Adjust learning rate when batch size changes

NVIDIA / DIGITS

Deep Learning GPU Training System

https://developer.nvidia.com/digits

BSD 3-Clause "New" or "Revised" License

4.12k stars 1.38k forks source link

Adjust learning rate when batch size changes #51

Open lukeyeager opened 9 years ago

lukeyeager commented 9 years ago

See discussion in #44.

As Alex Krizhevsky explains in his paper One weird trick for parallelizing convolutional neural networks, the learning rate, momentum and weight decay are all dependent on the batch size (see section 5, page 5). It would be nice if DIGITS handled these calculations for you automatically so that you don't have to worry about it.

The issue is that different networks have different default learning rates and batch sizes. Is there a standard equation that fits all networks?
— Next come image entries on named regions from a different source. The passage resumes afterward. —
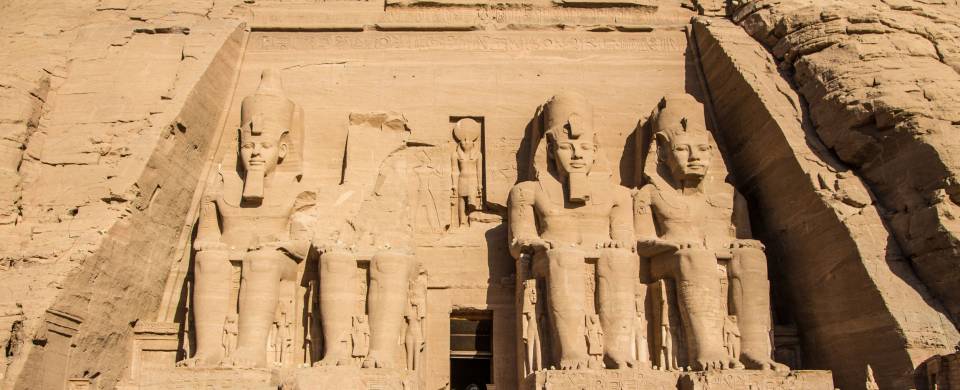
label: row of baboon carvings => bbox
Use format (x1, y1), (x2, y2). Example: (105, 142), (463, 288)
(180, 71), (786, 373)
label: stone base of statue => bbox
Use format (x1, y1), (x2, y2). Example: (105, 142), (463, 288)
(282, 367), (424, 390)
(678, 370), (834, 390)
(521, 369), (834, 390)
(124, 368), (280, 390)
(521, 368), (681, 390)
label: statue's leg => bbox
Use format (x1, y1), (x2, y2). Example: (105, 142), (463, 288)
(179, 250), (233, 366)
(317, 250), (360, 366)
(597, 249), (640, 368)
(229, 248), (296, 367)
(675, 248), (729, 370)
(730, 248), (788, 371)
(363, 252), (404, 368)
(457, 196), (470, 226)
(546, 248), (589, 370)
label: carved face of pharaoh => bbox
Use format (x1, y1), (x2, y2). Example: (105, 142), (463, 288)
(240, 132), (289, 176)
(661, 124), (713, 180)
(552, 115), (597, 176)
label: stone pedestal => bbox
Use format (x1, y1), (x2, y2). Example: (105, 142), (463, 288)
(521, 369), (680, 390)
(678, 370), (834, 390)
(521, 369), (834, 390)
(123, 368), (280, 390)
(282, 367), (424, 390)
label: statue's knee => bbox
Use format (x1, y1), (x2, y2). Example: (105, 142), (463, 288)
(599, 248), (640, 277)
(546, 247), (584, 268)
(677, 248), (717, 279)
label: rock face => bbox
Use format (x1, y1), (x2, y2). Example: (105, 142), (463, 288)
(0, 0), (960, 389)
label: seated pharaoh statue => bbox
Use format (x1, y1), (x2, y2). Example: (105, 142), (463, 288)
(178, 70), (315, 368)
(508, 93), (639, 374)
(634, 95), (787, 371)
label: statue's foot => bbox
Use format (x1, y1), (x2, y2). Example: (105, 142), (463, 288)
(220, 349), (267, 368)
(560, 358), (590, 370)
(740, 352), (790, 372)
(177, 354), (219, 368)
(360, 353), (394, 368)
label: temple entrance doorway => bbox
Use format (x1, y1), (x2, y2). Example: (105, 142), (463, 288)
(450, 311), (493, 390)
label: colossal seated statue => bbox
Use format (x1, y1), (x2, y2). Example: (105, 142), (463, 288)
(508, 93), (639, 370)
(634, 95), (786, 371)
(179, 70), (314, 368)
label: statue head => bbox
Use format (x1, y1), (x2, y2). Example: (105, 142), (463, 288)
(239, 70), (296, 200)
(543, 92), (597, 203)
(651, 95), (713, 181)
(543, 92), (597, 176)
(453, 118), (480, 152)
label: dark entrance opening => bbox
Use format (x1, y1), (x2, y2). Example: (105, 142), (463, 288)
(450, 311), (493, 390)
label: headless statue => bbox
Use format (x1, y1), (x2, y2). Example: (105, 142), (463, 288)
(180, 70), (312, 368)
(508, 93), (639, 370)
(635, 95), (786, 370)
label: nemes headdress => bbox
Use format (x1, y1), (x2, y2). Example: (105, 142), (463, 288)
(651, 94), (707, 141)
(543, 92), (596, 142)
(240, 69), (296, 139)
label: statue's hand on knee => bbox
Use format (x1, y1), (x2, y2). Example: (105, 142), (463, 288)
(637, 238), (703, 257)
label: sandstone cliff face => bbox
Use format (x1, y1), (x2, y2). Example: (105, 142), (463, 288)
(733, 0), (960, 330)
(693, 19), (960, 388)
(0, 1), (239, 388)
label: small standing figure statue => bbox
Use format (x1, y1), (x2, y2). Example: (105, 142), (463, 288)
(223, 314), (238, 356)
(350, 315), (370, 359)
(450, 118), (483, 228)
(586, 314), (603, 368)
(522, 279), (543, 374)
(413, 150), (442, 233)
(723, 316), (740, 360)
(403, 264), (427, 371)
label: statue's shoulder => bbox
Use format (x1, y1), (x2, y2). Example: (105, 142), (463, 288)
(510, 181), (540, 198)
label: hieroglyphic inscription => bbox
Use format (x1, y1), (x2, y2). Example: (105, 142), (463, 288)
(679, 370), (833, 390)
(253, 7), (689, 29)
(248, 32), (686, 52)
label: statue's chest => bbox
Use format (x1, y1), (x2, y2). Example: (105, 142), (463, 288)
(653, 193), (733, 223)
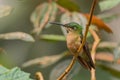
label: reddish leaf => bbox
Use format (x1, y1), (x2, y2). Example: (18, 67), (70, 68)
(83, 14), (112, 33)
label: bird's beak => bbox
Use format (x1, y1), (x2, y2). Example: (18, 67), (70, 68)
(49, 22), (66, 27)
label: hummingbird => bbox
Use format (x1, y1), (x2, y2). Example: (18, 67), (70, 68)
(50, 22), (95, 70)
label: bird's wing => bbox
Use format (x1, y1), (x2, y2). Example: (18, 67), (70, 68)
(78, 36), (95, 70)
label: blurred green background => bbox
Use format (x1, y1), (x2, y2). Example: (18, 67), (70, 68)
(0, 0), (120, 80)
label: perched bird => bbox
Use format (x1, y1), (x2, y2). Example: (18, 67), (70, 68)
(50, 22), (95, 70)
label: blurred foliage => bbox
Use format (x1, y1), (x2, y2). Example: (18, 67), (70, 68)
(0, 0), (120, 80)
(0, 66), (33, 80)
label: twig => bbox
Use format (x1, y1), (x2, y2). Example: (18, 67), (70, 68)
(95, 52), (120, 64)
(57, 57), (76, 80)
(76, 0), (97, 53)
(89, 29), (100, 80)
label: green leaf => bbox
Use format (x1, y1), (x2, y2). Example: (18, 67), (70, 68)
(0, 66), (9, 75)
(0, 32), (35, 42)
(40, 34), (66, 41)
(57, 0), (80, 11)
(0, 66), (33, 80)
(99, 0), (120, 11)
(0, 5), (12, 18)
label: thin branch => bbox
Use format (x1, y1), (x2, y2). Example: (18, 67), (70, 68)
(89, 29), (100, 80)
(57, 57), (76, 80)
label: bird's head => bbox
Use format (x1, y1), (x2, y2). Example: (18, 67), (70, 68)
(50, 22), (83, 33)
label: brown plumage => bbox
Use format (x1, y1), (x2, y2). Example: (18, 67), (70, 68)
(66, 31), (95, 70)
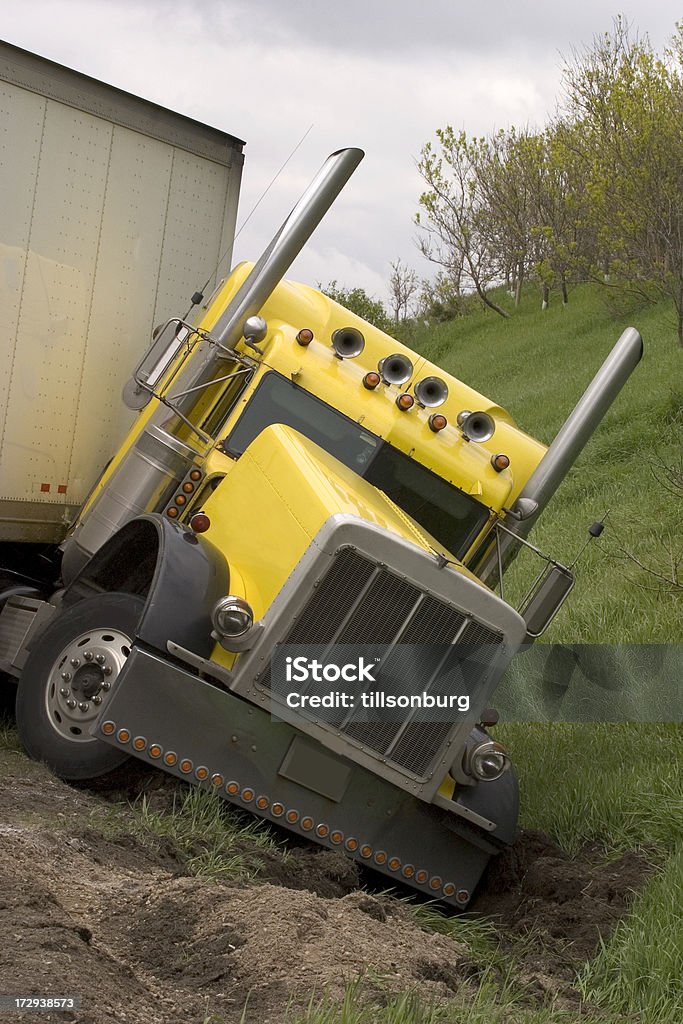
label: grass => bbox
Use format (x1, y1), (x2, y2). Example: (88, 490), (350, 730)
(496, 722), (683, 861)
(126, 788), (287, 882)
(286, 978), (605, 1024)
(413, 286), (683, 643)
(579, 839), (683, 1024)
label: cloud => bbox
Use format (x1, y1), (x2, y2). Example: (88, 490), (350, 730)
(0, 0), (679, 307)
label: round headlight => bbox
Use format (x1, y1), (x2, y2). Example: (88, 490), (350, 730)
(211, 595), (254, 638)
(469, 739), (510, 782)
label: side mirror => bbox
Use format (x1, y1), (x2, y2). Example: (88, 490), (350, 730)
(123, 318), (193, 410)
(519, 564), (575, 639)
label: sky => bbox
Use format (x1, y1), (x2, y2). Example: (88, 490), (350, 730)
(0, 0), (681, 301)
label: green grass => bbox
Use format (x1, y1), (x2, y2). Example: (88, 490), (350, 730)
(579, 839), (683, 1024)
(412, 286), (683, 643)
(496, 722), (683, 860)
(127, 788), (287, 882)
(285, 977), (606, 1024)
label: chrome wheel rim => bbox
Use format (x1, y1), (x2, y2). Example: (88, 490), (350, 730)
(45, 627), (131, 743)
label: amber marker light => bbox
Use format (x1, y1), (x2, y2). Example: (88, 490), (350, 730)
(296, 327), (313, 348)
(362, 370), (382, 391)
(188, 509), (211, 534)
(429, 413), (449, 434)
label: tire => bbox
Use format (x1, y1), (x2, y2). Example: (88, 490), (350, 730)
(16, 594), (144, 781)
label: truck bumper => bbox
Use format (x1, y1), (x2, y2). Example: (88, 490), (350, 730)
(98, 647), (517, 908)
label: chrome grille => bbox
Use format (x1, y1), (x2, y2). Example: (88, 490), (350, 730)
(259, 548), (503, 778)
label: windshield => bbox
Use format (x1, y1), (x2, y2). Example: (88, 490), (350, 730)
(223, 372), (488, 557)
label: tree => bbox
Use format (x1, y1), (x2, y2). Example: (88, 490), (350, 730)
(389, 259), (420, 324)
(563, 18), (683, 345)
(317, 281), (391, 331)
(416, 126), (509, 316)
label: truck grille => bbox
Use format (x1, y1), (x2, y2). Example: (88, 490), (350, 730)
(259, 548), (503, 779)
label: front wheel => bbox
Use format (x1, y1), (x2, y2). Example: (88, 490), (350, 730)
(16, 594), (144, 780)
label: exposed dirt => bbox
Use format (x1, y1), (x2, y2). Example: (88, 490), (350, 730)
(0, 750), (645, 1024)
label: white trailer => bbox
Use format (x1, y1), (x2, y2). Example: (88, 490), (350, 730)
(0, 43), (244, 544)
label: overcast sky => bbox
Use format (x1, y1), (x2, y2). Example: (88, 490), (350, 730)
(0, 0), (681, 299)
mrgloom commented 8 years ago

Also discussion about this https://github.com/BVLC/caffe/issues/430

In theory when you reduce the batch_size by a factor of X then you should increase the base_lr by a factor of sqrt(X), but Alex have used a factor of X (see http://arxiv.org/abs/1404.5997)

yxchng commented 7 years ago

@lukeyeager @mrgloom Is this still relevant with recent paper https://arxiv.org/abs/1706.02677 that says that we should take linear scale, i.e. multiply base_lr by x when batch_size changes by x?